From the soft-reboot that followed, “Fast & Furious,” (Not to be confused with the first film “The Fast and the Furious”. It’s confusing, I know. Just stick with me), the franchise was rejuvenated with a renewed sense of energy and style. They brought in Dwayne “The Rock” Johnson, and the rest is history. As the films got better, so did the box office receipts and critical reception. Even with the increasingly outrageous stunts and set pieces, the franchise’s roots have remained grounded in what made these films work. They even started throwing in subtle themes of corrupt governments, corporate greed and the militarization of law enforcement.

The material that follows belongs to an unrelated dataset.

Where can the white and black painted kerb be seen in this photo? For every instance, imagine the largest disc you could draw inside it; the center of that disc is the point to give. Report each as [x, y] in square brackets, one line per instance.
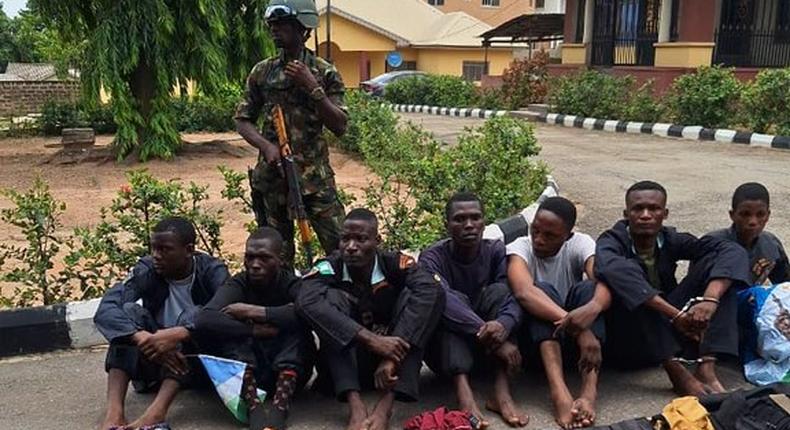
[70, 325]
[669, 130]
[457, 112]
[48, 328]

One of the most prominent themes of the series has always been masculinity. This franchise has a complicated relationship with toxic masculinity. “Fast & Furious” embraces it by blowing things up, driving really fast, and having no regard for others. But it also breaks down toxic masculinity, exploring what “real” masculinity is, and there’s a deeper purpose to it.

From Dom, to Roman, to Brian and Hobbs, all of these guys are defined by their masculinity. By the way they talk, the way they look, the beer they drink, and the cars they drive. But behind all of the crude remarks and violent amounts of testosterone, is a surprising amount of sadness, insecurity and complexity. The men take pride in who they are at the beginning, defined by this uncanny need to preserve that sense of hyper-masculinity with their actions. 

In that behavior, there’s fear that expressing love and appreciation for the other men in their lives will damage their sense of masculinity they’ve worked so hard to maintain. They often feel frustrated and threatened, so they take it out on each other, verbally and physically. But it’s once they spend more time together, and risk their lives for each other over the course of 15 years, that they begin to see there’s more to all of them than this misconception of masculinity. 

Is it perfect? No. Are there some gaps in the films’ logic? Absolutely. Should we give them credit for attempting to add depth to what could easily be considered some of the flattest and one-note characters ever put to screen? Maybe. Look, they’re trying, and that’s more than you can say for most of Hollywood these days.

When the “Fast and Furious” films focus on male friendships and the dynamics and impact of chosen family, they’re at their best. 

So far, one of the most iconic scenes of the 21st century was the closing moments of “Furious 7,” when Dom and Brian drive their separate ways as a tribute to Walker, who played Brian and had died in the middle of filming. It’s a fitting and moving tribute to a relationship that had defined this franchise since its inception.

As much as people love making fun of the characters and the “family,” there’s a sincerity and charm you won’t find in Marvel movies or other franchises. It’s a series that, despite all of its flaws, the billions of dollars it’s made, and its post-postmodernist complexities, remained faithful to Morgan’s vision. 

With “Hobbs and Shaw,” that vision of an epic and branching cinematic universe with a wildly diverse range of characters and stories has finally been realized. 

“The Fast and the Furious” took an opportunity to do something bold. It changed franchise filmmaking from a dull, mid-budget, action thriller that was a product of its generation, to a chaotic 200 million dollar series of blockbusters that’ll stand the test of time. 

The franchise challenged stereotypical ideas of masculinity and heteronormativity, and because of that, Hollywood will never be the same.

But with all that being said, if Hobbs and Shaw don’t kiss, “The Fast and the Furious” is canceled.